C:\src>c:\apps\php\7\php.exe logEverything.php
LOGGED: getById called with [5]
LOGGED: getById called with [5]
object(User)#7 (3) {
  ["id"]=>
  int(5)
  ["firstName"]=>
  string(7) "Zachary"
  ["lastName"]=>
  string(13) "Cameron Lynch"
}
LOGGED: getByFilters called with [{"firstName":"Zachary","lastName":"Cameron Lynch"}]
LOGGED: getByFilters called with [{"firstName":"Zachary","lastName":"Cameron Lynch"}]
array(2) {
  [0]=>
  object(User)#10 (3) {
    ["id"]=>
    int(1)
    ["firstName"]=>
    string(9) "firstName"
    ["lastName"]=>
    string(7) "Zachary"
  }
  [1]=>
  object(User)#11 (3) {
    ["id"]=>
    int(2)
    ["firstName"]=>
    string(8) "lastName"
    ["lastName"]=>
    string(13) "Cameron Lynch"
  }
}
LOGGED: create called with ["Zachary","Cameron Lynch"]
LOGGED: create called with ["Zachary","Cameron Lynch"]
object(User)#6 (3) {
  ["id"]=>
  int(1)
  ["firstName"]=>
  string(7) "Zachary"
  ["lastName"]=>
  string(13) "Cameron Lynch"
}

C:\src>

NB: the DataSource's implementation of getByFilters() is a nonsense one, it just returns each key/value passed in as the firstName/lastName of a contrived user.

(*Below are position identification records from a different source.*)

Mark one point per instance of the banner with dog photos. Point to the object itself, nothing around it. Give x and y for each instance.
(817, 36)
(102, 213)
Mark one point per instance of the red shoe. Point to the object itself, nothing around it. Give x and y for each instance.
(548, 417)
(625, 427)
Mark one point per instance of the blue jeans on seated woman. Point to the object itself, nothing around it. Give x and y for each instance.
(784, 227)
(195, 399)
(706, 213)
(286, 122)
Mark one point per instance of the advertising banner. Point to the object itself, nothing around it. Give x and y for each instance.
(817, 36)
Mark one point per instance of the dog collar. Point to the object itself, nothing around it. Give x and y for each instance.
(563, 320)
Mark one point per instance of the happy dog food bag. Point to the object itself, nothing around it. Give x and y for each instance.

It's just a stub for the purposes of demonstration. But that explains the dodgy data in the output.

Note how we're getting two log lines now: one is from the repo call, the other is from the datasource call it makes. Cool. Slightly daft and very contrived, but it's one of those "good to know" sort of things.

Righto... this Guinness does not seem to be drinking itself, so I better crack on with it.